Department of Psychology, Department of Electrical and Computer Engineering, Maryland Neuroimaging Center, University of Maryland, College Park, MD 20742, USA.
Neurosci Biobehav Rev. 2023 Mar;146:105039. doi: 10.1016/j.neubiorev.2023.105039. Epub 2023 Jan 10.
We suggest that to understand complex behaviors associated with fear and anxiety, we need to understand brain processes at the collective, network level. But what should be the type and spatial scale of the targeted circuits/networks? Not only are multi-region interactions essential-including complex reciprocal interactions, loops, and other types of arrangement-but it is profitable to characterize circuits spanning the entire neuroaxis. In particular, it is productive to conceptualize the circuits contributing to fear/anxiety as embedded into large-scale connectional systems. We discuss circuits involving the basolateral amygdala that contribute to aversive conditioning and fear extinction. In addition, we highlight the importance of the extended amygdala (central nucleus of the amygdala and bed nucleus of the stria terminalis) cortical-subcortical loop, which allows large swaths of cortex and subcortex to influence fear and anxiety. In this manner, fear/anxiety can be understood not only based on traditional "descending" mechanisms involving the hypothalamus and brainstem, but in terms of a considerably broader reentrant organization.
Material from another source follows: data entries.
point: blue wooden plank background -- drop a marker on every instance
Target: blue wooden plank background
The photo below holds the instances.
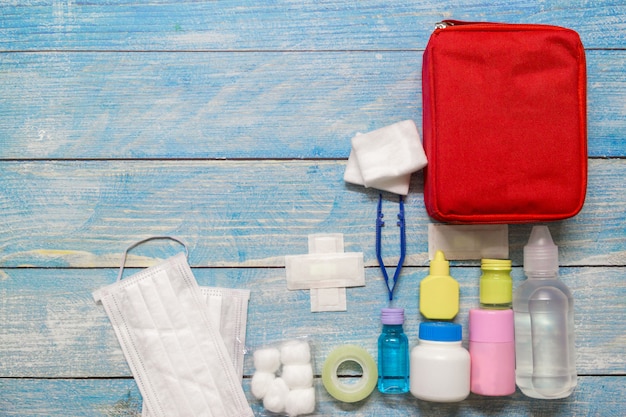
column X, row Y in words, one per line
column 228, row 124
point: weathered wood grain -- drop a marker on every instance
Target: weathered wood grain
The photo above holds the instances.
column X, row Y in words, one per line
column 227, row 124
column 594, row 396
column 246, row 213
column 235, row 105
column 51, row 327
column 281, row 25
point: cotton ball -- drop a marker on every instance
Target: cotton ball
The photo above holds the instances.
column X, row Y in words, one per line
column 295, row 352
column 261, row 382
column 276, row 396
column 267, row 359
column 300, row 401
column 298, row 376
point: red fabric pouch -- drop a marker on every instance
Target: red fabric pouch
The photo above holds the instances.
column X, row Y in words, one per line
column 504, row 125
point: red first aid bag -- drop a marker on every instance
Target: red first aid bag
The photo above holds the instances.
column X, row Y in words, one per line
column 504, row 123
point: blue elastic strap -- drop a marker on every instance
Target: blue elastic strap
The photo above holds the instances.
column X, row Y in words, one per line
column 379, row 225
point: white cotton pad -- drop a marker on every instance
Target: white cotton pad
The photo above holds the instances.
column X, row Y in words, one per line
column 295, row 352
column 390, row 152
column 267, row 359
column 260, row 383
column 397, row 185
column 300, row 402
column 328, row 299
column 276, row 397
column 298, row 376
column 352, row 174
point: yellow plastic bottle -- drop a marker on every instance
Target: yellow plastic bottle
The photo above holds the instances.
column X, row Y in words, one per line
column 439, row 292
column 496, row 285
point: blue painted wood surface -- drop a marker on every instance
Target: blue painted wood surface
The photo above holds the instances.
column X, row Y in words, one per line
column 228, row 124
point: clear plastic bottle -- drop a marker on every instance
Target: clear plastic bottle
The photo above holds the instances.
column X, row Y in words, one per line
column 544, row 323
column 393, row 353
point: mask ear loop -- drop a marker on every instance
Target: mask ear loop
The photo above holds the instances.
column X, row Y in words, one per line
column 134, row 245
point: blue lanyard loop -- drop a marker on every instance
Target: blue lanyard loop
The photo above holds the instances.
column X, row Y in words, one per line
column 379, row 225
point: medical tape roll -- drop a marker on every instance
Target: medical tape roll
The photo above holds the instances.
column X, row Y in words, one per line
column 352, row 392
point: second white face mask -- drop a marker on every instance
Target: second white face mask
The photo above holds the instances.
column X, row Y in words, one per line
column 178, row 358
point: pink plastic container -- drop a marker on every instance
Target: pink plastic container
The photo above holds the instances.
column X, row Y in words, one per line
column 492, row 352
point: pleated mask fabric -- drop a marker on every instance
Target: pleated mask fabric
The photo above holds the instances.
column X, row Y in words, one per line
column 176, row 355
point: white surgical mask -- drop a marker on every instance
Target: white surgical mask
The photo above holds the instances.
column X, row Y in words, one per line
column 177, row 356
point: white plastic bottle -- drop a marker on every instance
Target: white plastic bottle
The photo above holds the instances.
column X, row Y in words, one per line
column 440, row 366
column 544, row 323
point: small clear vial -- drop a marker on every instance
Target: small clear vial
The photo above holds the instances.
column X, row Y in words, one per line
column 393, row 353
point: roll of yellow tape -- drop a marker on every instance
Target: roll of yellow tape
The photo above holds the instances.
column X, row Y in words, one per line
column 354, row 392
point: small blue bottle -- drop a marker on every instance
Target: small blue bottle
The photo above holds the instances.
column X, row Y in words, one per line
column 393, row 353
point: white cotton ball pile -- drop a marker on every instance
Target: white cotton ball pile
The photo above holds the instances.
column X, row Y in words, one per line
column 260, row 383
column 292, row 392
column 295, row 352
column 298, row 376
column 267, row 360
column 276, row 397
column 300, row 401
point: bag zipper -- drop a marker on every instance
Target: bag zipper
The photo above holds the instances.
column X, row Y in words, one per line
column 524, row 26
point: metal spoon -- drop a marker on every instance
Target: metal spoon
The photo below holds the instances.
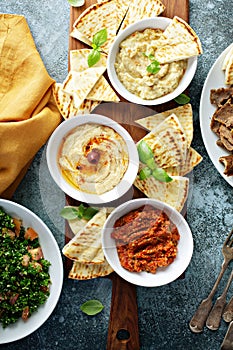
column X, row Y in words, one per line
column 214, row 318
我们认为,要理解与恐惧和焦虑相关的复杂行为,我们需要了解大脑在集体、网络层面的运作过程。但我们应该针对哪种类型和空间尺度的回路/网络呢?不仅多区域相互作用是必不可少的,包括复杂的相互作用、回路和其他类型的排列,而且对跨越整个神经轴的回路进行特征描述是有益的。特别是,将参与恐惧/焦虑的回路概念化为嵌入到大规模连接系统中的回路是富有成效的。我们讨论了涉及外侧杏仁核的回路,这些回路有助于厌恶条件反射和恐惧消退。此外,我们强调了扩展杏仁核(杏仁核中央核和终纹床核)皮质-皮质下回路的重要性,它允许大片的皮质和皮质下区域影响恐惧和焦虑。通过这种方式,不仅可以基于涉及下丘脑和脑干的传统“下行”机制来理解恐惧/焦虑,还可以从更广泛的再入组织的角度来理解恐惧/焦虑。